Young, who met with Reeves for four hours Tuesday, updated owners Wellington Mara and Bob Tisch yesterday and began to work on details.
"They've got to dot the I's and cross the T's [on a contract offer]," Giants spokesman Ed Croke said. "That's going to take a little time."
Reeves could not be reached. Young, from his office at Giants Stadium, said: "I haven't got time for the media today."
Assuming their interview Tuesday went well -- and it probably would not have lasted four hours if it hadn't -- Reeves will quickly accept a Giants' offer. He called Young Jan. 7 to express interest in the job.

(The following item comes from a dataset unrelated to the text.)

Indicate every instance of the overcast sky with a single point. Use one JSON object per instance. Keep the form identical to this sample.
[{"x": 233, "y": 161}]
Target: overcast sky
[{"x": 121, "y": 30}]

Reeves, 49, made $950,000 at Denver last season, but has said he would be willing to coach for less than that. Ray Handley, who was fired as Giants coach Dec. 30, earned $450,000 last season and will get $500,000 from the Giants in 1993.
The Giants first pursued Boston College coach Tom Coughlin, who chose to stay put, and then Dallas defensive coordinator Dave Wannstedt, who was hired by Chicago.
Power, not money, was the biggest obstacle for Young and Reeves. At Denver, Reeves also held the title of vice president and made all player personnel decisions. Reeves was fired Dec. 28, the day after finishing 8-8 his 12th season, as Broncos owner Pat Bowlen said he wanted to take a more hands-on approach.
So it seemed unlikely that Reeves and Young could work together. Young has controlled the Giants' drafting and trading strategy since 1979, while his coaches, Ray Perkins (1979-82), -- Bill Parcells (1983-90) and Handley (1991-92) were limited to coaching.
But in applying for the Giants' job, Reeves made it known that he could be happy with such a role. Young has always thought highly of Reeves, who at age 35 finished second to Perkins when the Giants needed a coach in 1979.
In 12 seasons with Denver, Reeves was 110-73-1, winning five AFC West championships and appearing in three Super Bowls.
"I enjoyed playing for Dan, and I think most of the guys on this team did," said Dave Widell, a Broncos offensive lineman. "I always thought Dan was a players' coach."
Widell, who played for Tom Landry and Jimmy Johnson in Dallas before being traded to Denver in 1990, anticipates Reeves having success in gaining respect from the Giants' veteran players, and in handling the pressures of New York.
"Dan's life was in a fishbowl in Denver," Widell said. "The two biggest personalities in this town were John Elway and Dan -- and Dan handled that just fine. But I know that kind of pressure is negated if you win."